Larry developed many life threatening complications, and was given last rites several times.
“I was thinking ya know maybe I’m going to be planning a funeral. I really did,” said Ruth Hebdon, Larry’s wife.
“It was totally debilitating. I could barely walk. It was popping, grinding,” said Faye.
Experts say the potential problem with metal on metal hip implants is they can shed pieces of cobalt and chromium that sometimes penetrate surrounding tissue, and contaminate blood, potentially causing a number of issues.
DePuy, a unit of Johnson and Johnson, recalled the ASR implant in August last year, but there are allegations the company and the FDA knew about problems with the implant long before the recall.
DePuy says it, “… regularly reviewed and evaluated data from a variety of sources… We believe we made the appropriate decision to recall at the appropriate time given the available information.”
“It’s really tragic. People are permanently disabled now. They will never be able to get the functionality or quality of life that had had hoped,” said Jamie Sheller, a Philadelphia lawyer. She is representing Faye and Larry, and others, in lawsuits filed against DePuy and Johnson and Johnson.
“I would say it’s just unconscionable that they could do this to human beings,” said Ruth.
Some say part of the problem is the FDA’s 510(K) process, which is how the DePuy implant was cleared.
That’s where devices get cleared for sale faster, if they are “substantially equivalent” to existing products, in this case plastic implants.
“The problem is most of these devices have never under-gone human testing prior to getting on the market,” said Dr.

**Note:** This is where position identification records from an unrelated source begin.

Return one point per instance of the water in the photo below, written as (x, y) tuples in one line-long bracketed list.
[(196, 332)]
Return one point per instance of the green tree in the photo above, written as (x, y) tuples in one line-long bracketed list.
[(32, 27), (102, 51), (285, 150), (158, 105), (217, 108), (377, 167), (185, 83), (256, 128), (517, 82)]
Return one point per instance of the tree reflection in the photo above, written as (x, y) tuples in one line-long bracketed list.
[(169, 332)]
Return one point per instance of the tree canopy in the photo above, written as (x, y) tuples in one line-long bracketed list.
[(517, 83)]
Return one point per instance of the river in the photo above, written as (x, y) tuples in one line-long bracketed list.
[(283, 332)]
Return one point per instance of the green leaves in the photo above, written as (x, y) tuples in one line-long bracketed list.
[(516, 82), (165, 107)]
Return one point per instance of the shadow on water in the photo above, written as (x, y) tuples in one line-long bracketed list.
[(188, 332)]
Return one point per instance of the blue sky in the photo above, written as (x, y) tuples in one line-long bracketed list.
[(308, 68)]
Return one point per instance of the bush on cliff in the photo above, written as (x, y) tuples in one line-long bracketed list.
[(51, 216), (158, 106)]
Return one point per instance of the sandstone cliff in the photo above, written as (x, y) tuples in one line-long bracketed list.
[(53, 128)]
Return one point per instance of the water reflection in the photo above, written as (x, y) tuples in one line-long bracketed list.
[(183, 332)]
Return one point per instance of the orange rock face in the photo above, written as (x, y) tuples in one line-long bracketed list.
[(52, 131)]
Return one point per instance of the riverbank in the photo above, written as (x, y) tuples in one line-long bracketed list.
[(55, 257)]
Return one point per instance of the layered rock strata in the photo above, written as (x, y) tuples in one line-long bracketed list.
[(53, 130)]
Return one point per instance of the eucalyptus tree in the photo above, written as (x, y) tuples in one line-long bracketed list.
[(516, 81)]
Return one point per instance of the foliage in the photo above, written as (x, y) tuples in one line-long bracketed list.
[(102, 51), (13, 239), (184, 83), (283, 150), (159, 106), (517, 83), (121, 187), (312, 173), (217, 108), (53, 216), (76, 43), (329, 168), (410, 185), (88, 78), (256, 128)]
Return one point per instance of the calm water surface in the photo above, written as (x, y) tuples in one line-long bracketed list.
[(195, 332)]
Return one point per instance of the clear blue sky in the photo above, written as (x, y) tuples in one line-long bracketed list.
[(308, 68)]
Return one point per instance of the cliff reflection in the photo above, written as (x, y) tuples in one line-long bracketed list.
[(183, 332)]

Steven Nissen, with the Cleveland Clinic.
Critics say there’s not enough oversight once devices are cleared by the FDA, and no registry for defective medical devices, like there is in other countries.
“I think it’s tragic that our health system has gotten so far away from safety,” said Jamie.
“It’s a train wreck. It really truly is,” said Faye.
An FDA spokesperson told me, “all hip replacements have risks, and when the DePuy was cleared the benefits outweighed the risks.”
In May, the FDA decided to review problems with metal on metal implants, that’s currently underway.